As anomalies are detected, alerts are triggered at the infrastructure level. So, you’re notified as soon as irregular behavior occurs rather than having to wait for data to arrive in your downstream observability platform. Edge Delta reduces false positives by basing alerts on sentiment scoring. This way, teams are only seeing alerts with a high probability of anomalous behavior. In one example, a leading travel technology company was able to reduce alert fatigue by 7% when using Edge Delta – a significant improvement given the scale of their environment.

Anomalies

Our Anomalies feature aids in the troubleshooting process by providing context into an issue. When an issue occurs, Anomalies provides the exact window of time the issue happened and any relevant data that contributed to the anomaly. It also communicates what systems, components, or services may have been affected. This way, when an alert fires, users no longer have to manually sift through their log data in order to figure out what happened and what was affected.

The Anomalies feature proactively highlights all the key information for quicker troubleshooting – it’s as if someone has already looked at your log data and told you exactly what you needed. As Justin Head, VP of DevOps at Super League Gaming noted, “Edge Delta surfaced [anomalies] almost immediately, and we were able to pinpoint the exact service that was throwing the errors, so developers could start looking into it and digging in,”

Kubernetes Overview

The Kubernetes Overview page allows you to observe your environment at a high level. So, you can quickly understand if every resource is behaving normally – and drill into individual components if not. Each resource is represented by a circle. The bigger the circle, the more logs the resource is creating. If a circle is red, there is an issue occurring. Here you can quickly access the insights needed to troubleshoot issues quickly.

Log Search

With Edge Delta’s new Live Search feature, you have the option to access all raw logs when you need to.
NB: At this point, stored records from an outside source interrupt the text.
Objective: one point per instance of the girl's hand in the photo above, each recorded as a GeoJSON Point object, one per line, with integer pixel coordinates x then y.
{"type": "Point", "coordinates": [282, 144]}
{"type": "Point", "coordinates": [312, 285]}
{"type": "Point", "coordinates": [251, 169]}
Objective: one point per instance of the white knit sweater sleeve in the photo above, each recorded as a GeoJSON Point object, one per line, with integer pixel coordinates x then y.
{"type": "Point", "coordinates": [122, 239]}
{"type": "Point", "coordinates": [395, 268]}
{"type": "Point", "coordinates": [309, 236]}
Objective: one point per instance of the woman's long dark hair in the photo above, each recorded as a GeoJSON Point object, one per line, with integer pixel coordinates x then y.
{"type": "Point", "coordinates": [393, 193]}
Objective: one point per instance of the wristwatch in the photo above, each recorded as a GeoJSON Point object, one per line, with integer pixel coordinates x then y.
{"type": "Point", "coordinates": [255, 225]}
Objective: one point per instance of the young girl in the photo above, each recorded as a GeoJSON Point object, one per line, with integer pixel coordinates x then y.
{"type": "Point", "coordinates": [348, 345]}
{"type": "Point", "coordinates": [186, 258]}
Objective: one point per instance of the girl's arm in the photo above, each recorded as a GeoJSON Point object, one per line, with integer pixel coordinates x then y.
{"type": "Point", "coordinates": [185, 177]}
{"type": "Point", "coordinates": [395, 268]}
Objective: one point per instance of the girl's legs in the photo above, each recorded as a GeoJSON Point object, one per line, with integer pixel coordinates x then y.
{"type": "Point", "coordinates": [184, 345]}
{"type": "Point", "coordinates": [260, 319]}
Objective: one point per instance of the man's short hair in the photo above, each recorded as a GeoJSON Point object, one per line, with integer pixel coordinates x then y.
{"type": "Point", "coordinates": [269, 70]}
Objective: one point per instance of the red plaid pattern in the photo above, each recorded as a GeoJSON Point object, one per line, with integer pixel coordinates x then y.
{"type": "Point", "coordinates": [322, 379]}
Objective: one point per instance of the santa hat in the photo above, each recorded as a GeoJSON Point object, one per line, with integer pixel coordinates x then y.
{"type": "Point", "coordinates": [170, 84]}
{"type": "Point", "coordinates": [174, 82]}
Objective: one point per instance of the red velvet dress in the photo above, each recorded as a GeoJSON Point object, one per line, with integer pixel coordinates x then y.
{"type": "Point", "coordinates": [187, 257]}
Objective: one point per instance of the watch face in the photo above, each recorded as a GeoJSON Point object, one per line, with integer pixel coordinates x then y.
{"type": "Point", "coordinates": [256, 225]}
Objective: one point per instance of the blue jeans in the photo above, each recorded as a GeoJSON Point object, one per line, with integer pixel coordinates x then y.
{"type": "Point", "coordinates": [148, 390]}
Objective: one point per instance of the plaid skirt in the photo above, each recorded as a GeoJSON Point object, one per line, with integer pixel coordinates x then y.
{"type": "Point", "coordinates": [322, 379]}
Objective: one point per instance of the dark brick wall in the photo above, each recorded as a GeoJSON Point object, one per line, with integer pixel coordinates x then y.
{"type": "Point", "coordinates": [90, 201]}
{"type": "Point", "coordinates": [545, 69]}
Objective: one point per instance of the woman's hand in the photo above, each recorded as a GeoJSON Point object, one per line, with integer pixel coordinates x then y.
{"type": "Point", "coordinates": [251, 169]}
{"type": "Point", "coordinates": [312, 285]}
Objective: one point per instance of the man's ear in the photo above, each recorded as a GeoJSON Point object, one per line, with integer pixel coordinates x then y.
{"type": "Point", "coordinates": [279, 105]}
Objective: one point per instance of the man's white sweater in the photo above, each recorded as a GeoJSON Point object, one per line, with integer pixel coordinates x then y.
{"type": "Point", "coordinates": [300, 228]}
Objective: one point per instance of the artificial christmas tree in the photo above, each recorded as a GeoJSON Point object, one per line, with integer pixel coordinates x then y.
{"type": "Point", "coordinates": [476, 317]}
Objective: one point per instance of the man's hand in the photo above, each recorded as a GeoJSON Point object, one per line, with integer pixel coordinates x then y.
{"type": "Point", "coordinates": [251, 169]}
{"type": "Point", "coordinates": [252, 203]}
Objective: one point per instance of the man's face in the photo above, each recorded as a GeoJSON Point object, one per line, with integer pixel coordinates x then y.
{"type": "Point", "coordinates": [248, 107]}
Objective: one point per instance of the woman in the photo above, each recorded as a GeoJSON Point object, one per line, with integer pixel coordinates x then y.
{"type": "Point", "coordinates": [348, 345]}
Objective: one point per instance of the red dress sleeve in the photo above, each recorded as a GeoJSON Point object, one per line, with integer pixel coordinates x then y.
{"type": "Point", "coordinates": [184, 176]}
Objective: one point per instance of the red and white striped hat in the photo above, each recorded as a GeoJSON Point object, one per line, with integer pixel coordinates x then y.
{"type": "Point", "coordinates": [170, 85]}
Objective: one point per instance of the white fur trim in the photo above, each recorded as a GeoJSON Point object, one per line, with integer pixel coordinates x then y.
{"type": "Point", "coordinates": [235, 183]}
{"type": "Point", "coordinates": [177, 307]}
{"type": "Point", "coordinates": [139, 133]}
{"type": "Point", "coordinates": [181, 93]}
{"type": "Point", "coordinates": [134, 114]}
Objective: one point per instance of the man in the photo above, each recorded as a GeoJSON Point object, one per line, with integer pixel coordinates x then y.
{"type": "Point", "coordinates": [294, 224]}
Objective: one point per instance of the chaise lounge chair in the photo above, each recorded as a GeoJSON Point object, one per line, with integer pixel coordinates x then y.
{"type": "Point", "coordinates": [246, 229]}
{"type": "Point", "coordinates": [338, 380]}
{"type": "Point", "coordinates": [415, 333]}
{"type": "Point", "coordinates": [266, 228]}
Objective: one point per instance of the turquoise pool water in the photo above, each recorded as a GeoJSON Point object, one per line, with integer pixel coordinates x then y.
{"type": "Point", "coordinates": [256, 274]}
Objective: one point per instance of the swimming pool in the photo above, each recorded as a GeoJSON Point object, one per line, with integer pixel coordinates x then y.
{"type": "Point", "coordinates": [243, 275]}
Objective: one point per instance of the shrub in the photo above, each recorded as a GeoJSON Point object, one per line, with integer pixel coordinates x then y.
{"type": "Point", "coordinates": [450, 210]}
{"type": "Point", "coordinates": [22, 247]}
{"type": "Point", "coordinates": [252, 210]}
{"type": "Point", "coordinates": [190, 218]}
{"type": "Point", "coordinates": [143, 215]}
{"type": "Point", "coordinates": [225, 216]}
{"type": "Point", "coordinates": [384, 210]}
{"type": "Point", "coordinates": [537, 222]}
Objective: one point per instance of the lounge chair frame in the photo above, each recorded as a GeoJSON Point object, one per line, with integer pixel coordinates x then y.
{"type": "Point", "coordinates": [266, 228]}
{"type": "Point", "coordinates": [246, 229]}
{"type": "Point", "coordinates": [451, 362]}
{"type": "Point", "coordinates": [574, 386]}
All full-fidelity log data is stored using a column-oriented backend. This provides a cost-effective alternative to traditional log indexes, so teams no longer have to filter out valuable data.

Immediate Results at Zero Cost

Edge Delta streamlines detection, alerting, and troubleshooting processes. Customers are seeing clear results:

When Super League Gaming adopted Edge Delta, they were able to resolve issues within an hour – a process that previously took them upwards of six hours.
Webscale was able to reduce debugging times by over 3x when they made the switch Edge Delta.

In both cases, our customers have better anomaly detection capabilities, auto-generated insights, interpretable behavior analytics, and more. Wasting time on repetitive tasks related to detection and troubleshooting is a thing of the past. Tasks that were once manual are now done for you, empowering them to respond to issues faster and stay ahead of release cycles.